The Wizard of Oz is a 1939 American musical fantasy film produced by Metro-Goldwyn-Mayer. Widely considered to be one of the greatest films in cinema history, it is the best-known and most commercially successful adaptation of L. Frank Baum’s 1900 children’s book The Wonderful Wizard of Oz.
It was directed primarily by Victor Fleming. It stars Judy Garland as Dorothy Gale, alongside Ray Bolger, Jack Haley, Bert Lahr, Frank Morgan, Billie Burke and Margaret Hamilton, with Charley Grapewin, Pat Walshe and Clara Blandick, Terry (billed as Toto), and Singer’s Midgets as the Munchkins.
Legendary for its use of Technicolor, fantasy storytelling, musical score, and memorable characters, it has become an icon of American popular culture. It was nominated for six Academy Awards, including Best Picture, but lost to Gone with the Wind. It did win in two other categories, including Best Original Song for “Over the Rainbow” and Best Original Score by Herbert Stothart.

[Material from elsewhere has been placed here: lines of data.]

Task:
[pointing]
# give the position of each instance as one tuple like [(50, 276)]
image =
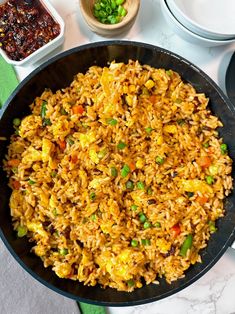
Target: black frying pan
[(58, 73)]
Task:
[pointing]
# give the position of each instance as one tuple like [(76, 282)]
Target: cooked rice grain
[(79, 215)]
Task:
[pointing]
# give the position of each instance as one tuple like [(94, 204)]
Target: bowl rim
[(196, 27), (228, 241), (189, 32), (91, 19), (42, 51)]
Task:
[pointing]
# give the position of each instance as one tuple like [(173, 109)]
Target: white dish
[(186, 34), (44, 50), (212, 19)]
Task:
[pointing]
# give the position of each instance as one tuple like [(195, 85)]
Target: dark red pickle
[(25, 26)]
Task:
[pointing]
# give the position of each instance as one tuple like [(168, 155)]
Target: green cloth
[(8, 80)]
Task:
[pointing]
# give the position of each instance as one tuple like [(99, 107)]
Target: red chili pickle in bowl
[(25, 26)]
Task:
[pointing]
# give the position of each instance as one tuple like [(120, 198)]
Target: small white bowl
[(44, 50), (186, 34), (211, 19)]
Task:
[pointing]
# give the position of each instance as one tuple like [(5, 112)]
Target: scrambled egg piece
[(196, 185), (47, 148)]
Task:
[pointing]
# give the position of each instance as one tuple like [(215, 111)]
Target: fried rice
[(119, 179)]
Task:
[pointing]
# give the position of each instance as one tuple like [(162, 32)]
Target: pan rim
[(227, 243)]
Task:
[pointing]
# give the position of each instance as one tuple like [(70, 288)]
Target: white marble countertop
[(214, 292)]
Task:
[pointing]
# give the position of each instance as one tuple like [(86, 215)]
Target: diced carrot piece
[(78, 109), (202, 199), (74, 158), (204, 161), (62, 144), (132, 166), (16, 185), (176, 229), (13, 162)]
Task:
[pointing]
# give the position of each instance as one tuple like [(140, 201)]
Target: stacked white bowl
[(203, 22)]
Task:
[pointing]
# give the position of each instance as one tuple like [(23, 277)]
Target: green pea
[(169, 73), (53, 174), (149, 191), (180, 122), (112, 121), (206, 145), (157, 225), (101, 154), (43, 109), (130, 283), (224, 149), (121, 145), (134, 207), (70, 141), (125, 170), (93, 217), (142, 218), (148, 130), (46, 122), (187, 244), (159, 160), (129, 185), (63, 111), (113, 171), (145, 242), (209, 180), (92, 196), (16, 122), (63, 251), (212, 226), (147, 225)]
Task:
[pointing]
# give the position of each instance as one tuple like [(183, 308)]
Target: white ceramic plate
[(214, 19), (186, 34)]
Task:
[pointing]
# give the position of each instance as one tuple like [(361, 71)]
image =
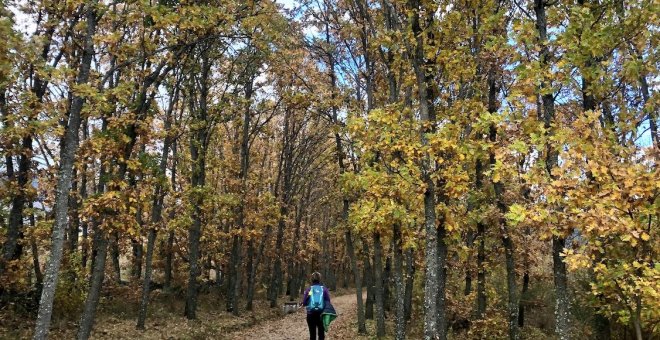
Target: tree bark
[(378, 277), (98, 273), (562, 323), (410, 279), (156, 214), (198, 148), (67, 155), (400, 292)]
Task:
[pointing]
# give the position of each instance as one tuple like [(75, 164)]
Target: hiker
[(315, 299)]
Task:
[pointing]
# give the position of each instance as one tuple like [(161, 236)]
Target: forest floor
[(116, 320), (294, 326)]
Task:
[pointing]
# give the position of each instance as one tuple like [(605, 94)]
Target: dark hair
[(316, 277)]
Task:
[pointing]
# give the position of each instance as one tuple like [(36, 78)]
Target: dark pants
[(314, 322)]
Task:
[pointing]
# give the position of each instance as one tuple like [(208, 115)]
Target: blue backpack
[(315, 303)]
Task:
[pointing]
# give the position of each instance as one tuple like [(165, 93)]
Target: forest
[(477, 169)]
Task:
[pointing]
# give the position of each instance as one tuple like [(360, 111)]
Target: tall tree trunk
[(35, 255), (156, 213), (136, 244), (236, 256), (399, 300), (169, 246), (67, 155), (98, 273), (481, 270), (410, 280), (350, 248), (169, 257), (74, 220), (198, 147), (114, 255), (523, 298), (562, 316), (253, 270), (378, 277), (369, 280), (433, 288)]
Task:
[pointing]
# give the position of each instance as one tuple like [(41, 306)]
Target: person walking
[(315, 299)]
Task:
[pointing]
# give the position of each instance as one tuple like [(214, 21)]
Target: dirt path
[(294, 326)]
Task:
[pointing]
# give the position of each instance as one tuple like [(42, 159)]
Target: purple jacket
[(305, 299)]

Based on the book by L. Frank Baum, little Kansas farm girl, Dorothy Gale, and her dog Toto are blown away in a tornado and land in a fairyland named Oz. Here she meets a very unusual cast of characters – the Scarecrow, Tin Woodman, and Cowardly Lion, and together they go on a quest to see the Wizard of Oz, each of them seeking what they want most in life. Making their way along the Yellow Brick Road through a series of hair-raising encounters, they arrive at the Emerald City only to be told by the Wizard that they first must kill the Wicked Witch of the West before he will grant their wishes.

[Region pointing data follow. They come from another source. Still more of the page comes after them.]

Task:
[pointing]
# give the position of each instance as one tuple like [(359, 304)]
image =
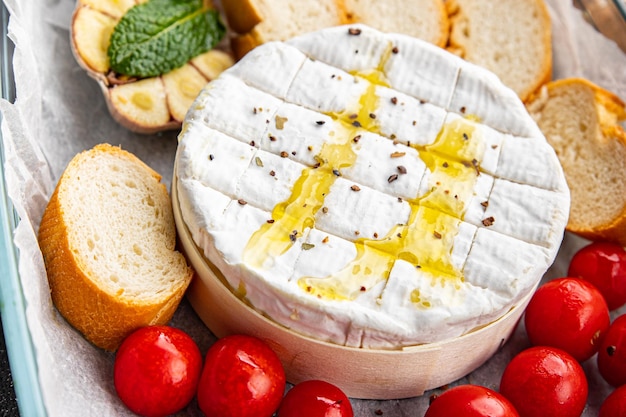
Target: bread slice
[(108, 241), (512, 38), (581, 121), (259, 21), (423, 19)]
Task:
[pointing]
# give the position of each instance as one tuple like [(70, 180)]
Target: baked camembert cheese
[(369, 189)]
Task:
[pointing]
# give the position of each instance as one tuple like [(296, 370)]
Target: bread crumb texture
[(108, 240), (511, 38), (582, 122), (255, 22)]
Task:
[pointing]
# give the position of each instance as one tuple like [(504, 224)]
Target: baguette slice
[(423, 19), (258, 21), (581, 121), (108, 240), (512, 38)]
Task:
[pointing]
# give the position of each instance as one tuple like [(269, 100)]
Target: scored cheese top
[(369, 189)]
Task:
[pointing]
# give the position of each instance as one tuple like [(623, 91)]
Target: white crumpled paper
[(59, 112)]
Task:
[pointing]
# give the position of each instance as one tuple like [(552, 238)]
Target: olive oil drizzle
[(425, 241)]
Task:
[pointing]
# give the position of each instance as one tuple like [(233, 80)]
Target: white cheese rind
[(369, 189)]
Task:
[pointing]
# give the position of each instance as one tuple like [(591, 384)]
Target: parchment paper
[(59, 112)]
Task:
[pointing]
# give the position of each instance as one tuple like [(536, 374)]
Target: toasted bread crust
[(245, 16), (537, 60), (597, 143), (103, 318)]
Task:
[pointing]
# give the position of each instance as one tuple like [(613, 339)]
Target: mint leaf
[(158, 36)]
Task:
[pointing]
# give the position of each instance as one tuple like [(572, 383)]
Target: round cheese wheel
[(369, 189)]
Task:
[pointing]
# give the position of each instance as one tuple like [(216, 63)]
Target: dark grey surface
[(8, 403)]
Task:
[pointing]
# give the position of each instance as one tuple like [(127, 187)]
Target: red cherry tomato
[(315, 398), (570, 314), (615, 404), (471, 401), (612, 353), (156, 370), (543, 381), (604, 265), (242, 377)]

They eventually overcome many dangerous challenges and dispose of the witch (although quite by accident), and return only to find that the Wizard is really just a humbug. He craftily addresses everyone’s wish but Dorothy’s, which is to return home to Kansas. So once more Dorothy and her friends set out, this time to find the Good Witch of the South. These last adventures end happily with Dorothy and Toto returning home, thanks to something she had all along.